Everyone's heard their share of horror stories by now. A user gets an email from a friend, it contains an attachment infected with malware, the user opens it and boom! their computer is encrypted, locking them out of important files forever. And it doesn't matter if they pay up or not – the bad guys have their data either way.
Well not every piece of malware is the same, so we thought we'd share some of the more relevant terms to help build your vocab so you know just what you might be dealing with!
The Biggest Pain - Ransomware
There are several different types of ransomware, some being more destructive than others.
Stemming from the word cryptography, these attacks encrypt files with a private key that only the bad guys have access to. Since this encryption is extremely difficult to break, if your data hasn't been properly backed up, the only option is often to pay a ransom and hope the cyber-criminals actually unlock the data.
2013's CryptoLocker is one of the most well-known examples. It was so successful that it basically pulled a Kleenex/Band-Aid, and became the name for the entire category, sparking a wave of copycats.
Lockers take the idea from above and apply it to the entire system, preventing users from doing anything on their devices, not just accessing files. In order to gain access again, victims must pay a ransom for the bad guys to unlock their devices. Again, if your data is backed up it's best to wipe the machine and start fresh.
Like other ransomwares, this form of malware encrypts data. The difference is that doxware doesn't just encrypt a user's data – it also makes a copy of everything and threatens to publish it unless the ransom is paid. Obviously a big problem if attackers get their hands on sensitive info like trade secrets or PII.
Some Others to Consider
A tactic that uses fear instead of encryption to gain compliance - scareware will display fake warning messages on the user's screen that appear official or legitimate, often posing as a government agency or an anti-virus alert.

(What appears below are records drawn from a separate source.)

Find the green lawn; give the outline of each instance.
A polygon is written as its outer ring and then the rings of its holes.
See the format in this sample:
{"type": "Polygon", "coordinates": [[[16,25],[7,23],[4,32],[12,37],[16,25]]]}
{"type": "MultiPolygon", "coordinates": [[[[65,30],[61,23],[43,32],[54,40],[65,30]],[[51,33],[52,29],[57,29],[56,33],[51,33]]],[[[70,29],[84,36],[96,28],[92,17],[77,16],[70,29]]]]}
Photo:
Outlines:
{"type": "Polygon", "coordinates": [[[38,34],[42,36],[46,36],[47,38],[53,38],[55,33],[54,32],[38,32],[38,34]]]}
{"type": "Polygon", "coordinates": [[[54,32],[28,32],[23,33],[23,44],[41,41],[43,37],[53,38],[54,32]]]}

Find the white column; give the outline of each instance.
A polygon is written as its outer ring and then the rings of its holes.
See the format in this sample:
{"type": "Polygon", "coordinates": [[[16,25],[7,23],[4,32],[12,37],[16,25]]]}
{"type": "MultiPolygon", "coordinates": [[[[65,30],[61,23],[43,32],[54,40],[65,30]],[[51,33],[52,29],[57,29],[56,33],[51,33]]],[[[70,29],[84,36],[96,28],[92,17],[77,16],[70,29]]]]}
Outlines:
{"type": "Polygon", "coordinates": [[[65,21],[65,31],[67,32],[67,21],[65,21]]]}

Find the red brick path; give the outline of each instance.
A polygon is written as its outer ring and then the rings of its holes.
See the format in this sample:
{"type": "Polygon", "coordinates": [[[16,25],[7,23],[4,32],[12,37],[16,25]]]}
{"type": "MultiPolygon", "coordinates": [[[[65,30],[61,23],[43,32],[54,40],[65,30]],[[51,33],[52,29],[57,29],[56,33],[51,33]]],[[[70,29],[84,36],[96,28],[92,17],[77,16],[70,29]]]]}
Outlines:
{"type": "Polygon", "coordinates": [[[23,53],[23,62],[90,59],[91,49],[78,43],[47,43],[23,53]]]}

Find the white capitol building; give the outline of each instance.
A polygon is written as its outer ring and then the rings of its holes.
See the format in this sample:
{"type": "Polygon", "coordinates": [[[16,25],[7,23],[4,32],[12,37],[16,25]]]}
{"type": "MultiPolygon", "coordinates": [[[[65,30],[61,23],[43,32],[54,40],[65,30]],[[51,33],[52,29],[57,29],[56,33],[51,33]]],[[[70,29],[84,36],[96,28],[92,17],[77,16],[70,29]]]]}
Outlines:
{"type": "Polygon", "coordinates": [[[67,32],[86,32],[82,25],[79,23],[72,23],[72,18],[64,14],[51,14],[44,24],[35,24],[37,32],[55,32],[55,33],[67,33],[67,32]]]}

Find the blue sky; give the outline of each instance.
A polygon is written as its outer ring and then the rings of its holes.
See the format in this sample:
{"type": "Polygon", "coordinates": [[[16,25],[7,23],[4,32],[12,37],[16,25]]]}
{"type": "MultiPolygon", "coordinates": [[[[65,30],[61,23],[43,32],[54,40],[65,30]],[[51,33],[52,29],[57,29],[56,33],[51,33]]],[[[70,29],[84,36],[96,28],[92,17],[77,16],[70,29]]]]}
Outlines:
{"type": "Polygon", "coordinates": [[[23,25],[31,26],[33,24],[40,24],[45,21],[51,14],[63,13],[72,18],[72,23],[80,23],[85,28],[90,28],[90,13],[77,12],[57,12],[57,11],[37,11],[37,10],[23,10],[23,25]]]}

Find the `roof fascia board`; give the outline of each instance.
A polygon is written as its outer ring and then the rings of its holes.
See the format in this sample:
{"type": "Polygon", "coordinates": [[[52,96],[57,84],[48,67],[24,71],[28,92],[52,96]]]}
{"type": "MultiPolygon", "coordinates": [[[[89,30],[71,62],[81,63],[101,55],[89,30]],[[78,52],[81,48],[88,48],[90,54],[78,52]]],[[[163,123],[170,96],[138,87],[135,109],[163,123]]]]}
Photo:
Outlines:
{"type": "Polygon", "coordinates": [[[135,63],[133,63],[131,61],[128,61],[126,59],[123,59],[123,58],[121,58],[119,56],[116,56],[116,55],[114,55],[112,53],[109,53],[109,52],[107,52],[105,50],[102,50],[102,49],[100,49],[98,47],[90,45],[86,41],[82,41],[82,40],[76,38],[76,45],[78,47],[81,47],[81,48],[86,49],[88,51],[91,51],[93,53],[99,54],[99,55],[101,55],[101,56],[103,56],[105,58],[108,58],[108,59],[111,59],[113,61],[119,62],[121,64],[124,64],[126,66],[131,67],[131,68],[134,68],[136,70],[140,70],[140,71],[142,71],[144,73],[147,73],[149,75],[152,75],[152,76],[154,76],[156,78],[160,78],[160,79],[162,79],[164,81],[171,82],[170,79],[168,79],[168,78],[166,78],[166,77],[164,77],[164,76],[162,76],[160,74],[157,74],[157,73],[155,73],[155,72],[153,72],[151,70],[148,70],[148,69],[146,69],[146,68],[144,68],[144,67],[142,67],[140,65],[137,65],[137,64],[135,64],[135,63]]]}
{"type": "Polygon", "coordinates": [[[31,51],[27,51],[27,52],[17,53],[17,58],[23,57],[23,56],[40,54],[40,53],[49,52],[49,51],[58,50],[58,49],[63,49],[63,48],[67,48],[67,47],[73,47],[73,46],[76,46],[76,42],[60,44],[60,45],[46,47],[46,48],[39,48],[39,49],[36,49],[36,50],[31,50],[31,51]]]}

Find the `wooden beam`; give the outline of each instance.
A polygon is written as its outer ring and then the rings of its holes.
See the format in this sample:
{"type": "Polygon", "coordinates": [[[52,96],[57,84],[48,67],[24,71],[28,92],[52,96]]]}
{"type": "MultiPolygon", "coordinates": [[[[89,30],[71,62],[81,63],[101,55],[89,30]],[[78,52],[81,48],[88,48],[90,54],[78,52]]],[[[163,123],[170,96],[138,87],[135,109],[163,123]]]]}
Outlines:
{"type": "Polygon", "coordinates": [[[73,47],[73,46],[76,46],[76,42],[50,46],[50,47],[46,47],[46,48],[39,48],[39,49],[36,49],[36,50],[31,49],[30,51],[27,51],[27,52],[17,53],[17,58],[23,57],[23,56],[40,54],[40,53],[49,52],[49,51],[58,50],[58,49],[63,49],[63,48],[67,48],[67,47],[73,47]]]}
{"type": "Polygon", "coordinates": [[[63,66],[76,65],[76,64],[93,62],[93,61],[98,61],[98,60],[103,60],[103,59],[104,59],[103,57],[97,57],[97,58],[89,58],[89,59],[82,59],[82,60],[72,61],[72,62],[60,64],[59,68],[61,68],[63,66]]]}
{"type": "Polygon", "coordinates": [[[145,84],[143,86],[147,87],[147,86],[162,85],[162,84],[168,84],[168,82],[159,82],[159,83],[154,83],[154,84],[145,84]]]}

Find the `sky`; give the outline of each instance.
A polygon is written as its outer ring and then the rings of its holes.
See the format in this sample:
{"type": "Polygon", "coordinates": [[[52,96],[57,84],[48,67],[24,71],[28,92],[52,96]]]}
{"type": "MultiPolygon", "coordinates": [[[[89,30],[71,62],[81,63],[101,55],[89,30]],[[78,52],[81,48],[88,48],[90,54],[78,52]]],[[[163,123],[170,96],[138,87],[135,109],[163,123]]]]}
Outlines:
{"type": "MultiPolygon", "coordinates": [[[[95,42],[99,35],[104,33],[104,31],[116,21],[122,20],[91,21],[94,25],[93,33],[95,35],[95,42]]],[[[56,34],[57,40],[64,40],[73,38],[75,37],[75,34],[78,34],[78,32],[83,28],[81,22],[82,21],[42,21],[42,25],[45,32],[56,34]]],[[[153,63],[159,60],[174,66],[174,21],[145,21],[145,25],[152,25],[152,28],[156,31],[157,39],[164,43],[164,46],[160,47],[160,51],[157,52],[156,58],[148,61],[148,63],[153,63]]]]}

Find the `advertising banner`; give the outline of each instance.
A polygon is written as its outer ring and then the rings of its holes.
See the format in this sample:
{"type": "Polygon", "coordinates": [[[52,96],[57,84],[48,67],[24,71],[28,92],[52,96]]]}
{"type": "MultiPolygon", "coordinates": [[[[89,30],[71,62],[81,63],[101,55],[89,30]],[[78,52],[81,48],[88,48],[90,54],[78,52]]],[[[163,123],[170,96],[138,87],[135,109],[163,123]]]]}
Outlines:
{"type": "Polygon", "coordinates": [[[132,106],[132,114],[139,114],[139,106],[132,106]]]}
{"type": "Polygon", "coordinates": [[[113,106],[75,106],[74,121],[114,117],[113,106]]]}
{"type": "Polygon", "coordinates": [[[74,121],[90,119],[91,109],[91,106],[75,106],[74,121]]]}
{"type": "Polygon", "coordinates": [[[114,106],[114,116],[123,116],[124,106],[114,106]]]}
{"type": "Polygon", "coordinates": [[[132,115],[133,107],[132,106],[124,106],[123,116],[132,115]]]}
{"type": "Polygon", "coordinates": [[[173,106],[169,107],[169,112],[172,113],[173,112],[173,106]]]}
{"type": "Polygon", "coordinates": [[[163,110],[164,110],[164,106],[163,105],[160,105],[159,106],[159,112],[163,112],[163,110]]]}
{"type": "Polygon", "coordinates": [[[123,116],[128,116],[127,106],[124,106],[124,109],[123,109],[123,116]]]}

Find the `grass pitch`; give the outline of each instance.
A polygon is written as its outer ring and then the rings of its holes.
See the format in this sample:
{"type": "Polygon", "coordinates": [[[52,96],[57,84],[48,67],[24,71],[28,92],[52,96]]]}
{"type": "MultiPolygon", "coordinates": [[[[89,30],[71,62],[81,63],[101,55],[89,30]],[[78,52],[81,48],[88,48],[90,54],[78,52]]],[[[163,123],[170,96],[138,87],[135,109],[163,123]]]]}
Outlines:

The message may suggest the user call a phone number allowing the attackers (posing as tech support) to gain access to the machine and cause further damage. Other times users will be instructed to pay a fine, often via some ridiculous means such as iTunes gift cards.
RaaS (Ransomware as a Service)
Some cybercriminals have launched RaaS businesses, selling customizable malware to other cybersecurity criminals. By making their malware available for a fee, these "entrepreneurs" skip out on doing the the dirty work - they're supplying shovels instead of digging the holes.
How Can You Protect Your Business From Ransomware?
There are many ways to help protect businesses' from being hurt by ransomware. Here are just a few:
- Back up all critical data and test those backups
- Train employees to recognize phishing and email scams
- Use strong passwords and multi-factor authentication
- Keep software up-to-date
- Limit access to sensitive data
Ransomware is an issue that no business should take lightly. If you're not sure where to start, a reliable IT service provider should be able to help create a solid cybersecurity framework to get your business on the right track.